Management of the other types of primary headache also presents decisional dilemmas. While patients with tension headache respond best to NSAIDs, they can be treated with acetaminophen, although often with only moderate success. Because cluster headache and other TACs are rare and inadequately studied during pregnancy, little is known about ideal treatments and prophylactic strategies for them. While some subtypes of TACs, such as paroxysmal hemicrania, hemicrania continua, and primary stabbing headache, respond to indomethacin (an NSAID), this drug is contraindicated in the latter phases of pregnancy. Little is known about nonpharmacologic treatments for primary headaches during pregnancy.

Unique aspects of the pregnancy and postpartum phases present challenges for managing primary headaches. Given the heightened sensitivity about the impact of pharmacotherapy on the developing fetus or breastfed infant, there is a tension between treatment decisions that might be best for the mother’s health and those that might be best for the fetus/infant. Regardless of treatment, migraine during pregnancy has been shown to be associated with various adverse maternal outcomes, such as preeclampsia, hypertension, pulmonary embolism, stroke, myocardial infarction, unplanned cesarean section, and adverse neonatal outcomes, including preterm birth, low birth weight, and respiratory distress.9 Sound risk-benefit assessments that optimize the health of both mother and fetus/child require clinical expertise and careful shared decision making between providers and patients.

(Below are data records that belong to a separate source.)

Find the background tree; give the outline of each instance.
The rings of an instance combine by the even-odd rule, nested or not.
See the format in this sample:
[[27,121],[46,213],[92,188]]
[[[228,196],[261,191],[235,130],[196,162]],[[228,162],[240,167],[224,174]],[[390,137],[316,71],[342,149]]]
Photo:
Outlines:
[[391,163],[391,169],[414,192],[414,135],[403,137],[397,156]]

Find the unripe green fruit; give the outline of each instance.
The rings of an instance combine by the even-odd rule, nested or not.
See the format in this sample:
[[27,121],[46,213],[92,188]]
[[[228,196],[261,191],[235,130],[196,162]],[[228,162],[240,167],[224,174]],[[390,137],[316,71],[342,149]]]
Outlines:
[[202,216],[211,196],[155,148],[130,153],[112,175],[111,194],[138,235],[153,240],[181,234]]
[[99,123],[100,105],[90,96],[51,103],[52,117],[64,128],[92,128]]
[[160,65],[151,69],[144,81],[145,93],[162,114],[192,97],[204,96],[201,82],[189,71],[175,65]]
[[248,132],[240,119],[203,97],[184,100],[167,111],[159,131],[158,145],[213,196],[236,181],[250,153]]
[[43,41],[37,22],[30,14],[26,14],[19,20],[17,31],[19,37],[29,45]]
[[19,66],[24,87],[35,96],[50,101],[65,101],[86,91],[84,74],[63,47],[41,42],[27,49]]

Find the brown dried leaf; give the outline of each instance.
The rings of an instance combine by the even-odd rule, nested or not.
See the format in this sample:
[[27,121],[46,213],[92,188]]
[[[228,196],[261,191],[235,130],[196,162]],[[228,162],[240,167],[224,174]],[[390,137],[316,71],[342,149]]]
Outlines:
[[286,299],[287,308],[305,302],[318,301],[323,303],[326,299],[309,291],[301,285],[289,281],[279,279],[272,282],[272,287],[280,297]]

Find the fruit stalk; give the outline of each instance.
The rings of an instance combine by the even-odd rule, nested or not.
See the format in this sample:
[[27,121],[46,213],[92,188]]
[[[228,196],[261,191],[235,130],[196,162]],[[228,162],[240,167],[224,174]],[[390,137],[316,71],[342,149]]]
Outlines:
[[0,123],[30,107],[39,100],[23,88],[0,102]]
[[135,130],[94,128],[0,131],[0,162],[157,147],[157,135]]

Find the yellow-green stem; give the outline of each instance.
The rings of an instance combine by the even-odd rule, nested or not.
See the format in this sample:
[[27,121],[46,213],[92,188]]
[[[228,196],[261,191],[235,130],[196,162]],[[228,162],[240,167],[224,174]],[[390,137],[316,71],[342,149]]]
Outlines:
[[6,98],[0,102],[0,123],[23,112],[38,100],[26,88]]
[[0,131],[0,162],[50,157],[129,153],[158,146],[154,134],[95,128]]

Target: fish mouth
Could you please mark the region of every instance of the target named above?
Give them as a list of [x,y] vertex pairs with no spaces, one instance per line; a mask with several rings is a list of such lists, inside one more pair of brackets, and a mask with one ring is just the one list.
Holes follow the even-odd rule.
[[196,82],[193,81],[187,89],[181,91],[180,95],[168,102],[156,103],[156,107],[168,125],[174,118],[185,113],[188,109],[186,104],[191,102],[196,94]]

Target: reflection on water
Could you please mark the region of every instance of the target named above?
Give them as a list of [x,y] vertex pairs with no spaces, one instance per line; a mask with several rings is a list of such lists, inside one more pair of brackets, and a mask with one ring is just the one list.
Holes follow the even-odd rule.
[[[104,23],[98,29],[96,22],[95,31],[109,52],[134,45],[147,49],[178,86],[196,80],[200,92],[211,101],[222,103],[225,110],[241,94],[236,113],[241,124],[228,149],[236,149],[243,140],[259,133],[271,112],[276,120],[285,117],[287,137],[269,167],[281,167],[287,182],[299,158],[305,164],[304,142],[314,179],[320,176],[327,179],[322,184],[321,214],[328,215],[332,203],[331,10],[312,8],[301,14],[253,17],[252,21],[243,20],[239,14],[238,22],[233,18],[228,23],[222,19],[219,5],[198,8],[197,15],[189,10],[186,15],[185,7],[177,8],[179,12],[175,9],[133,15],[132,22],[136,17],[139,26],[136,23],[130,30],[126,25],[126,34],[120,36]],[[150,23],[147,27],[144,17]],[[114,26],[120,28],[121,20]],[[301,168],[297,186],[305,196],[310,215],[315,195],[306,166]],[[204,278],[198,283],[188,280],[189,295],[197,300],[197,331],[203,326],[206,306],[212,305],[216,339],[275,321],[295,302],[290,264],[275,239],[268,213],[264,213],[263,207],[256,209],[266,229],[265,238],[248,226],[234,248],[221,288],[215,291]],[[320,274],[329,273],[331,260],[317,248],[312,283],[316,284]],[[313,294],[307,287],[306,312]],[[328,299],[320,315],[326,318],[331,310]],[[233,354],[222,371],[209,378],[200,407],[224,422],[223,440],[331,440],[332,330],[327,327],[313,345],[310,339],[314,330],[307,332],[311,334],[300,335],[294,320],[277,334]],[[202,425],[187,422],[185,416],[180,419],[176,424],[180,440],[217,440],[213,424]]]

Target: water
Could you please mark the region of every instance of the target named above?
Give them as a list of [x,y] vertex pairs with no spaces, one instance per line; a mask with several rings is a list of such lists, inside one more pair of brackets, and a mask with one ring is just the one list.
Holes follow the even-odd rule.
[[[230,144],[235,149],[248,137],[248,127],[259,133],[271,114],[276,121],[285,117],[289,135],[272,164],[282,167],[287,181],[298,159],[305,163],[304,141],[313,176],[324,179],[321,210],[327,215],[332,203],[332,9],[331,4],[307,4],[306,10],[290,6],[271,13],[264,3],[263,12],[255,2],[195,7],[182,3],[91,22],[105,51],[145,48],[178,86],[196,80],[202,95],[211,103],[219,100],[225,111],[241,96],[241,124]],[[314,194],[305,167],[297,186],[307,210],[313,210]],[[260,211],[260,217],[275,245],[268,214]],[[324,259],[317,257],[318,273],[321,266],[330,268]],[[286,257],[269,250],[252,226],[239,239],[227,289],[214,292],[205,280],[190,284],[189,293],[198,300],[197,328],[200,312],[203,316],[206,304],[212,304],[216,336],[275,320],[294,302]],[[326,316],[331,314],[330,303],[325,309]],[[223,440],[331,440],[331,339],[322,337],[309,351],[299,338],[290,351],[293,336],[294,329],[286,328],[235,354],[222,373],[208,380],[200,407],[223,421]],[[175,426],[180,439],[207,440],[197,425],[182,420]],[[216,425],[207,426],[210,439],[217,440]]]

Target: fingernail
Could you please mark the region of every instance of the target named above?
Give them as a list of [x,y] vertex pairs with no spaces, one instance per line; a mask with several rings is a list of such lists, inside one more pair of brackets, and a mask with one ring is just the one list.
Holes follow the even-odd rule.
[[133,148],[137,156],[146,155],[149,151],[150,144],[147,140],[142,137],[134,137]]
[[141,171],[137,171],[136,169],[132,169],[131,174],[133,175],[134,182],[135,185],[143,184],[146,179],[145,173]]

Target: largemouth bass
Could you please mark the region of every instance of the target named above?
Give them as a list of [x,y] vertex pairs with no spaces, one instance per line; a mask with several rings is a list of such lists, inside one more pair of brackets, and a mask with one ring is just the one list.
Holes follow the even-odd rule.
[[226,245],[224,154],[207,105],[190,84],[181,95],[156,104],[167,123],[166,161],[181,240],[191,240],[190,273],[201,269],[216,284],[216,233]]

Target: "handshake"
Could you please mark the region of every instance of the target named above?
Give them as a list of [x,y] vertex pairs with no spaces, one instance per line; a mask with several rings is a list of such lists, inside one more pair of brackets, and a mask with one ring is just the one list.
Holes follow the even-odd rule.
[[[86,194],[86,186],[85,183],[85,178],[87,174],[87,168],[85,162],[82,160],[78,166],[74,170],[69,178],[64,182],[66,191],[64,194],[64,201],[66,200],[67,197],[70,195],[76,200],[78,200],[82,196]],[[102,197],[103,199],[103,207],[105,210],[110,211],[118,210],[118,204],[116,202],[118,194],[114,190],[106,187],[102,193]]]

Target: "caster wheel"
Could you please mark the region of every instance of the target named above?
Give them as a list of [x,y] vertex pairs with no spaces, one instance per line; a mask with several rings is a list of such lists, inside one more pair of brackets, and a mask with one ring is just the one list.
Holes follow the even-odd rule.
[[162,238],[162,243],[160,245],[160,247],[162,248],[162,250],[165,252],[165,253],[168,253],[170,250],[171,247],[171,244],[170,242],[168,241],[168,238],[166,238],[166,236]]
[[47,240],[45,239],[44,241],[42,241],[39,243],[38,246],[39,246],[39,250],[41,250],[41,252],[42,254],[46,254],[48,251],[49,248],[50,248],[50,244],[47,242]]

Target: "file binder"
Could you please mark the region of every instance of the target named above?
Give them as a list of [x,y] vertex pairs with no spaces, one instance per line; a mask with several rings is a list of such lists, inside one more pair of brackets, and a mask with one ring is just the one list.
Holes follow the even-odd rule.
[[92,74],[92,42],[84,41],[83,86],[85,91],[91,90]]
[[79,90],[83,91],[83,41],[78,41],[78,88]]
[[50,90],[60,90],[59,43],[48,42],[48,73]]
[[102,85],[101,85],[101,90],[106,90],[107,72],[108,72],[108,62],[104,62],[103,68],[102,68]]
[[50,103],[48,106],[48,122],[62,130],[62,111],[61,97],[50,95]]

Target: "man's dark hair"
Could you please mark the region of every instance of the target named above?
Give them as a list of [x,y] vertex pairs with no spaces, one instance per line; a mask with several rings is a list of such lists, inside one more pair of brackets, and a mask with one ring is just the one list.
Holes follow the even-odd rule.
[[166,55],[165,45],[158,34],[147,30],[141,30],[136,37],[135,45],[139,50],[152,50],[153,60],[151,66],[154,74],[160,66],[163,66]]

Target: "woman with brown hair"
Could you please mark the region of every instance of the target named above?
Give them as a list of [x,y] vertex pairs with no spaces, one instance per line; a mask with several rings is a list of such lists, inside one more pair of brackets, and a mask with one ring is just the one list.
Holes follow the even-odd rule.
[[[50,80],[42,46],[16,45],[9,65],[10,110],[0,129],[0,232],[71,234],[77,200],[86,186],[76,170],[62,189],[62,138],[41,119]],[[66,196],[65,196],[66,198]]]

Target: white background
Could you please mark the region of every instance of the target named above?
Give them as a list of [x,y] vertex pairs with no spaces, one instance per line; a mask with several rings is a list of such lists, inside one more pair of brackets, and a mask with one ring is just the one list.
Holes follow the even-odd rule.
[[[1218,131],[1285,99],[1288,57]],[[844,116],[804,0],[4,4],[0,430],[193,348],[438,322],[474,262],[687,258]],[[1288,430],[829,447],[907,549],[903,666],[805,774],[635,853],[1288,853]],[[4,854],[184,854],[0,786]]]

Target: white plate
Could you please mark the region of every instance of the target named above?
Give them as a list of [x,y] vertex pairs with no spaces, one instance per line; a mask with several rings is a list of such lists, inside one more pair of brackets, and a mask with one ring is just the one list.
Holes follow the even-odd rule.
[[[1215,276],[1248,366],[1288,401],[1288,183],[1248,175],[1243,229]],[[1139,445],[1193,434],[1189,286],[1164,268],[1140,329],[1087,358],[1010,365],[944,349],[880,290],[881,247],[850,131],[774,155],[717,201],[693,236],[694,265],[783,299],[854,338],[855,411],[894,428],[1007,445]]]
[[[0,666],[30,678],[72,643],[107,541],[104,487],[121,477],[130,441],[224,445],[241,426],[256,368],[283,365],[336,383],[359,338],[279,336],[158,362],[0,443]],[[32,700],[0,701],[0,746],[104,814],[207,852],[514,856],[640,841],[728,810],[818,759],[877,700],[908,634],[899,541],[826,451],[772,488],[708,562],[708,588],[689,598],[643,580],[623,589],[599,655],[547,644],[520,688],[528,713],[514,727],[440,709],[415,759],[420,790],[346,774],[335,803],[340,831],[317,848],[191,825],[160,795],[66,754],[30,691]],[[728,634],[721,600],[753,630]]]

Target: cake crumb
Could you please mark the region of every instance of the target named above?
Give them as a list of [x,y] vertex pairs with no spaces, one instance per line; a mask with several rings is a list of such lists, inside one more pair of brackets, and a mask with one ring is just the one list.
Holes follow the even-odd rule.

The stresses on women during pregnancy and the ethical challenges in designing studies in this population have been obstacles to conducting studies to identify the most effective and safest therapies for these women and their offspring. Uncertainty about the comparative effectiveness and harms among various treatment options has meant that specific clinical practice guidelines for management of primary headaches during pregnancy do not exist. Existing guidelines on perinatal care from organizations, such as the American Academy of Pediatrics (AAP) and the American College of Obstetricians and Gynecologists (ACOG), do not discuss primary headaches.26 Existing guidelines on the management of headache from the American Headache Society (AHS) do not discuss pregnancy.2729 To address the gap related to the overlap of primary headaches and pregnancy, ACOG nominated this SR.

Purpose and Scope of the Systematic Review

This SR assesses the prevention and acute treatment of primary headaches during pregnancy, postpartum, and breastfeeding. Specifically, the SR assesses: (1) the (comparative) benefits and harms of pharmacologic and nonpharmacologic interventions to prevent attacks of primary headache in women who have a history of primary headache and are pregnant (or attempting to become pregnant, i.e., in the preconception phase), postpartum, or breastfeeding; and (2) the (comparative) benefits and harms of pharmacologic and nonpharmacologic interventions to treat acute attacks of primary headache in women who are pregnant (or attempting to become pregnant), postpartum, or breastfeeding. The intended audience for this SR includes guideline developers, clinicians, and other providers of care for women with primary headaches and are pregnant, postpartum, and breastfeeding. ACOG nominated the topic of this SR. The findings of this SR are intended to be used in development of ACOG clinical guidance.